J’espère que le bilan n’est pas totalement négatif. Mais je dois bien reconnaître que je suis un peu déçu de n’avoir pas pu faire plus. Les mythes et les préjugés sont toujours là, bien vivants, et pèsent toujours de manière négative sur nos relations. Bien sûr, je n’étais pas naïf au point d’imaginer qu’à moi tout seul - voire avec l’aide de mes collaborateurs - je pourrais surmonter mille ans de coexistence difficile. Mais j’espérais que nous entrerions dans une phase encore plus positive que celle que nous connaissons à l’heure actuelle.
L’une des principales difficultés est bien sûr que la voix d’un ambassadeur, et la voix du corps diplomatique en général, n’est qu’une des nombreuses voix qui se font entendre au sein d’une relation aussi intense que celle qui existe entre nos deux pays. Le moindre événement ou incident peut venir ruiner les stratégies diplomatiques les mieux préparées. Il ne s’agit pas nécessairement de différend majeur comme la question irakienne, l’ESB ou une quelconque maladie, ou encore du phénomène du houliganisme dans les stades. Il faut bien reconnaître qu’une certaine presse, notamment en Grande-Bretagne voire quelques hommes politiques, ne se privent pas d’alimenter ces stéréotypes et ces préjugés, dans le cadre de leur propagande xénophobe et anti-européenne.
Je sais bien que tout ceci est bon pour le moral et fait partie de notre paysage culturel. Dieu merci, les gens ne croient pas tout ce qu’ils lisent dans la presse ni ce qu’on leur raconte. Mais l’impact répété de ces clichés est forcément profond et pernicieux. Comme la plus belle fille du monde, un simple diplomate ne peut donner que ce qu’il a.

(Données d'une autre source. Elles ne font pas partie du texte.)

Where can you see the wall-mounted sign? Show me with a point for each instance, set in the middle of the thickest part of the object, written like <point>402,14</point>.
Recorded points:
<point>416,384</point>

Je suis néanmoins convaincu que lutter contre les mythes et les préjugés est nécessaire et utile. Ainsi, je crois que la perception que les Français ont des succès économiques britanniques a évolué ces dernières années. Je suis également convaincu que de nouvelles perspectives vont s’offrir à nous. En 2007, des changements importants interviendront à la tête de nos deux pays, avec très probablement l’arrivée d’une nouvelle génération aux commandes en France. Il nous faut saisir ces occasions. Ce sera la tâche de mon successeur. C’est à lui que reviendra la chance d’ouvrir une ère nouvelle dans notre collaboration. Et ce, dans de nombreux domaines, où les mythes et les préjugés - même s’ils ne disparaissent pas totalement – pourraient peser moins qu’aujourd’hui. C’est mon vœu le plus cher.